O avanço do crime organizado transnacional e suas ramificações políticas na América Latina ganharam um capítulo alarmante neste domingo. Uma faixa com mensagens ameaçadoras atribuída à facção criminosa brasileira Primeiro Comando da Capital foi encontrada pendurada em uma passarela de pedestres no terminal rodoviário de Sacaba, na região de Cochabamba, na Bolívia. O texto mirou diretamente o ex-presidente boliviano Evo Morales, explicitando a cobrança dos criminosos: Evo, é a DEA ou nós? Cumpra sua promessa. PCC.

A mensagem permaneceu exposta durante toda a manhã para motoristas e pedestres que circulavam pela Avenida Villazón, uma das principais vias da região. O episódio joga luz sobre as históricas denúncias da oposição conservadora a respeito da complacência e dos supostos vínculos de lideranças da esquerda cocaleira boliviana com o narcotráfico internacional, que utiliza o território do país vizinho como base estratégica para o escoamento de cocaína em direção ao Brasil e à Europa.
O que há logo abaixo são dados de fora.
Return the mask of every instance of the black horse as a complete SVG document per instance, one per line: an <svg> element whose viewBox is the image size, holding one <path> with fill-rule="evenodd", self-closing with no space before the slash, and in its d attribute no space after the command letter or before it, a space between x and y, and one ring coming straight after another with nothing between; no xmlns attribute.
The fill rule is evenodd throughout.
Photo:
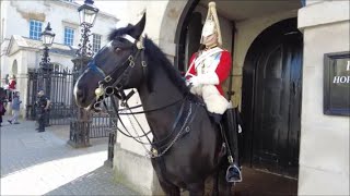
<svg viewBox="0 0 350 196"><path fill-rule="evenodd" d="M92 109L98 87L121 98L124 89L136 88L148 111L145 118L154 136L152 151L159 155L153 155L152 166L163 191L179 195L179 188L185 188L190 195L203 195L205 181L213 176L213 193L230 195L233 184L224 177L228 161L220 128L161 49L148 37L140 37L144 24L145 14L138 24L109 34L110 42L77 81L75 101Z"/></svg>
O ALERTA APÓS AS FACÇÕES ENTRAREM NA LISTA DE TERRORISMO DE TRUMP

O surgimento da faixa em Cochabamba acontece apenas três dias após uma decisão histórica e contundente adotada pelo governo dos Estados Unidos. No dia 28 de maio, o Departamento de Estado norte-americano anunciou que o PCC e o Comando Vermelho serão oficialmente incluídos na lista de Organizações Terroristas Estrangeiras a partir do dia 5 de junho de 2026. Ao fundamentar a medida, o presidente Donald Trump classificou as duas facções como as maiores estruturas criminosas do Brasil, responsabilizando-as por ataques brutais contra policiais, autoridades e cidadãos civis.

De acordo com investigações publicadas pelo jornal boliviano El Deber, a organização criminosa brasileira possui forte atuação nos departamentos de Santa Cruz, Beni e Pando, onde controla rotas consolidadas de tráfico de drogas, contrabando de armas e lavagem de dinheiro. O recrudescimento da postura dos Estados Unidos, ampliando sanções financeiras e operacionais contra esses grupos, parece ter desestabilizado os acordos de bastidores na região do Chapare, reduto político de Evo Morales, desencadeando cobranças públicas por parte dos criminosos.

O QUE O BRASILEIRO PRECISA ENTENDER

A ameaça explícita contra o ex-presidente da Bolívia reforça o argumento de parlamentares e analistas de direita de que as políticas de leniência com a criminalidade promovidas pelo Foro de São Paulo cobram um preço alto das próprias nações parceiras. Sob a justificativa de soberania, o governo do partido de Evo Morales expulsou a agência antidrogas americana no passado, abrindo caminho para que o crime organizado brasileiro ocupasse o vácuo de poder e transformasse a Bolívia em um santuário para o tráfico de entorpecentes.

Até o momento, o ex-presidente Evo Morales não se pronunciou oficialmente sobre o teor da faixa ou sobre as acusações de promessas descumpridas contidas na mensagem deixada na passarela. O silêncio das autoridades bolivianas e do próprio líder esquerdista acentua a gravidade da crise institucional na região, enquanto a direita sul-americana celebra o endurecimento de Washington contra as facções terroristas que ameaçam a segurança e a soberania das fronteiras do Brasil.